SECURITIES AND EXCHANGE COMMISSION
Washington, DC 20549
Amendment No. 1
Pursuant to Section 13 or 15(d) of the Securities Exchange Act of 1934
Date of Report (Date of earliest event reported): October 16, 2009
NEW GENERATION BIOFUELS HOLDINGS, INC.
(Exact Name of Registrant as Specified in Charter)
(Address of principal executive offices)(Zip Code)
(Registrant’s telephone number, including area code)
(Former Name or former address, if changed since last report.)
Check the appropriate box below if the Form 8-K filing is intended to simultaneously satisfy the filing obligation of the registrant under any of the following provisions (see General Instruction A.2. below):
o Written communications pursuant to Rule 425 under the Securities Act (17 CFR 230.425)
o Soliciting material pursuant to Rule 14a-12 under the Exchange Act (17 CFR 240.14-12)
o Pre-commencement communications pursuant to Rule 14d-2(b) under the Exchange Act (17 CFR 240.14d-2(b))
o Pre-commencement communications pursuant to Rule 13-e-4(c) under the Exchange Act (17 CFR 240.1 3e-4(c))
We are filing this amendment to our Current Report on Form 8-K, filed October 21, 2009, to disclose additional information regarding the changes in our certifying accountant. This amendment does not update, amend or modify any other information set forth in the original Form 8-K and does not reflect any events that may have occurred after the original filing date.
Item 4.01 Changes in Registrant’s Certifying Accountant
Effective October 16, 2009, New Generation Biofuels Holdings, Inc. (the “Company”) has agreed to replace Imowitz Koenig & Co. LLP (“Imowitz”) with Reznick Group, P.C. (“Reznick”) as the Company’s principal independent registered public accounting firm. Imowitz resigned as the Company’s certifying accountant because the firm has decided to exit the business of providing audit services to publicly traded companies. The change is not the result of any disagreement with the Company or its management.
Item 4.01(a) Previous Independent Accountants
(i) Imowitz resigned as the Company’s independent registered public accounting firm, effective as of October 16, 2009, the effective date of the engagement of Reznick as the Company’s new independent accountants.
(ii) Imowitz’s reports on the Company’s consolidated financial statements for the years ended December 31, 2008 and December 31, 2007 did not contain an adverse opinion or a disclaimer of opinion and were not qualified or modified as to uncertainty, audit scope, or accounting principles, except that Imowitz’s report for the year ended December 31, 2008 included a paragraph regarding uncertainty about the Company’s ability to continue as a going concern.
(iii) The Audit Committee of the Company’s Board of Directors has approved the change in accountants.
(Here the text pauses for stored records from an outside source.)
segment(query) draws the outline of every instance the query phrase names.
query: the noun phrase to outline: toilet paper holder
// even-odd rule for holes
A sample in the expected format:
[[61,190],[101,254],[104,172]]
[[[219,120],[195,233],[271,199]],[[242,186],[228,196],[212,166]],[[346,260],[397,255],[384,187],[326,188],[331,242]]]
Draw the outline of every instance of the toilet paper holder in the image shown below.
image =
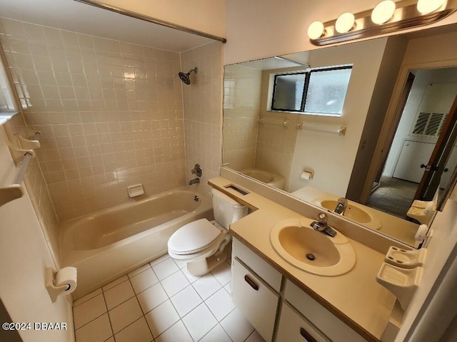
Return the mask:
[[56,286],[55,284],[55,279],[56,274],[57,271],[56,271],[54,269],[51,267],[48,267],[46,269],[46,290],[48,290],[49,297],[51,297],[51,301],[53,303],[56,302],[59,296],[61,296],[62,294],[70,294],[75,290],[76,287],[76,283],[63,284],[61,285]]

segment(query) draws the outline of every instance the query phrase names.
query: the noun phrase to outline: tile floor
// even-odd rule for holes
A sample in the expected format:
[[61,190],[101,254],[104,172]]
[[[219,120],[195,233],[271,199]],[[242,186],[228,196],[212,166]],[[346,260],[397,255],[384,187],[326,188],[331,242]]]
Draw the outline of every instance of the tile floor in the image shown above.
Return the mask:
[[196,277],[168,254],[74,303],[76,342],[261,342],[233,306],[224,262]]

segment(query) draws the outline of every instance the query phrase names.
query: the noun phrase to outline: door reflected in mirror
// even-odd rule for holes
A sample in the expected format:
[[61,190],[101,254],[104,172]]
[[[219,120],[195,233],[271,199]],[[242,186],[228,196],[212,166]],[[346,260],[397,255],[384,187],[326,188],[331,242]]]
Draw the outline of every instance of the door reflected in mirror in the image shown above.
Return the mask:
[[[436,33],[423,36],[431,34]],[[417,247],[418,224],[431,223],[436,204],[413,202],[421,182],[416,169],[428,162],[430,147],[436,145],[452,105],[450,99],[457,95],[456,66],[411,70],[413,77],[402,114],[398,123],[388,123],[388,128],[396,127],[387,145],[388,154],[374,161],[368,160],[373,153],[363,157],[374,150],[384,118],[395,107],[389,103],[396,87],[407,83],[397,78],[412,38],[418,37],[391,36],[297,53],[285,56],[290,62],[271,58],[225,66],[223,167],[331,211],[338,198],[347,197],[343,217]],[[276,76],[335,66],[352,66],[341,115],[271,109]],[[288,91],[296,100],[296,92],[303,88],[306,95],[308,88],[306,83],[294,83],[298,86],[289,85]],[[297,103],[294,108],[305,106]],[[341,127],[346,128],[344,134]],[[437,187],[446,187],[446,177],[456,168],[455,151]],[[371,179],[359,176],[371,163],[376,163],[376,175]],[[364,196],[366,187],[370,191]]]

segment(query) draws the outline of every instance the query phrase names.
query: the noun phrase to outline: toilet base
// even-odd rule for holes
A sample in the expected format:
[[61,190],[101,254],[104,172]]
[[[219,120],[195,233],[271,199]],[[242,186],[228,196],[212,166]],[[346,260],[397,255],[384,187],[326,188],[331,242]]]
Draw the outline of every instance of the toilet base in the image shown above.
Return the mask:
[[[230,239],[231,240],[231,239]],[[229,241],[231,242],[231,241]],[[187,263],[187,271],[195,276],[209,273],[211,269],[220,265],[231,256],[231,244],[227,243],[224,248],[219,249],[213,255],[206,258],[198,259]]]

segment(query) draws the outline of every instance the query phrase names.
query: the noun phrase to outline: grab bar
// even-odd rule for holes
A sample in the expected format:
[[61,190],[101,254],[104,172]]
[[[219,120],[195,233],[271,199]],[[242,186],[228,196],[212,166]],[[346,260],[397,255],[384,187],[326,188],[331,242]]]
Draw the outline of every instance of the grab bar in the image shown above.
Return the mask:
[[[39,132],[35,133],[34,135],[34,140],[29,140],[22,137],[18,137],[21,142],[21,146],[26,148],[19,148],[10,144],[9,148],[11,152],[21,152],[24,157],[21,161],[21,165],[18,167],[17,174],[14,178],[14,181],[10,185],[0,187],[0,207],[12,200],[21,198],[24,196],[24,192],[22,187],[22,182],[24,177],[27,171],[29,165],[32,158],[35,157],[35,151],[34,148],[40,147],[40,142],[38,140],[41,135]],[[31,147],[26,149],[26,147]]]
[[297,130],[313,130],[314,132],[324,132],[326,133],[338,134],[338,135],[345,135],[346,128],[346,126],[329,127],[323,125],[303,125],[303,123],[297,123]]
[[267,123],[268,125],[277,125],[278,126],[283,126],[286,128],[288,128],[288,120],[284,120],[283,121],[278,121],[276,120],[268,120],[264,118],[258,119],[260,123]]

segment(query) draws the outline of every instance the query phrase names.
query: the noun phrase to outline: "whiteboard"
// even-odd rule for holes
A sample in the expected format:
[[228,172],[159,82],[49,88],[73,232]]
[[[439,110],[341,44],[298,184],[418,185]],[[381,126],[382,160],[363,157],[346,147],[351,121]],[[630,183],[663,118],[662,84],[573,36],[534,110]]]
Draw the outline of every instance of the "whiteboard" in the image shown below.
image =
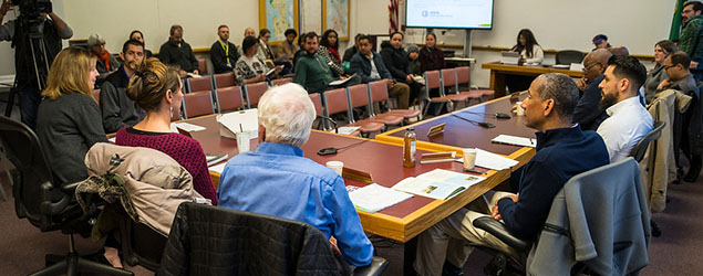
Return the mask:
[[[517,33],[528,28],[544,49],[593,49],[591,39],[599,33],[611,45],[624,45],[631,54],[652,55],[654,43],[669,38],[675,1],[662,0],[500,0],[495,1],[494,29],[474,30],[473,45],[510,47]],[[464,30],[451,30],[437,40],[464,44]],[[407,31],[411,43],[424,43],[425,30]]]

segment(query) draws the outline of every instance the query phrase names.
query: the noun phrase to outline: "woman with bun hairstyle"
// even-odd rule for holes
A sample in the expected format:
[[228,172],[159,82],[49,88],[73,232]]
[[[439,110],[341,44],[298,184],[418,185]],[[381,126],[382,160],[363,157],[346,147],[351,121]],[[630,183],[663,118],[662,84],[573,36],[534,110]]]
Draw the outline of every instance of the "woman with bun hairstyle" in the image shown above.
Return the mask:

(iv) In connection with its audits for the years ended December 31, 2008 and December 31, 2007 and for subsequent interim periods through October 16, 2009, there were (1) no disagreements between the Company and Imowitz on any matter of accounting principles or practices, financial statement disclosure, or auditing scope or procedure, which, if not resolved to Imowitz’s satisfaction, would have caused Imowitz to make reference to the subject matter of such disagreements in connection with the issuance of its reports on the Company’s financial statements and (2) there were no “reportable events” as defined in Item 304(a)(1)(v) of Regulation S-K.
(v) In connection with the filing of this Current Report on Form 8-K, the Company provided Imowitz with a copy of this disclosure and requested that Imowitz furnish the Company a letter addressed to the Securities and Exchange Commission stating whether Imowitz agrees with the statements made by the Company set forth above in response to Item 304(a) of Regulation S-K and, if not, stating the respects in which Imowitz does not agree. A copy of the letter from Imowitz is attached hereto as Exhibit 16.1.
Item 4.01(b) New Independent Accountants
On October 16, 2009, Reznick was engaged as the Company’s new principal independent registered public accounting firm to audit the Company’s financial statements. During the two fiscal year period ended December 31, 2008 and subsequent interim periods until the engagement of Reznick, neither the Company, nor anyone on its behalf, consulted Reznick on any matters described in Item 304(a)(2) of Regulation S-K.
Item 9.01 Financial Statements and Exhibits
Pursuant to the requirements of the Securities Exchange Act of 1934, the registrant has duly caused this report to be signed on its behalf by the undersigned, thereunto duly authorized.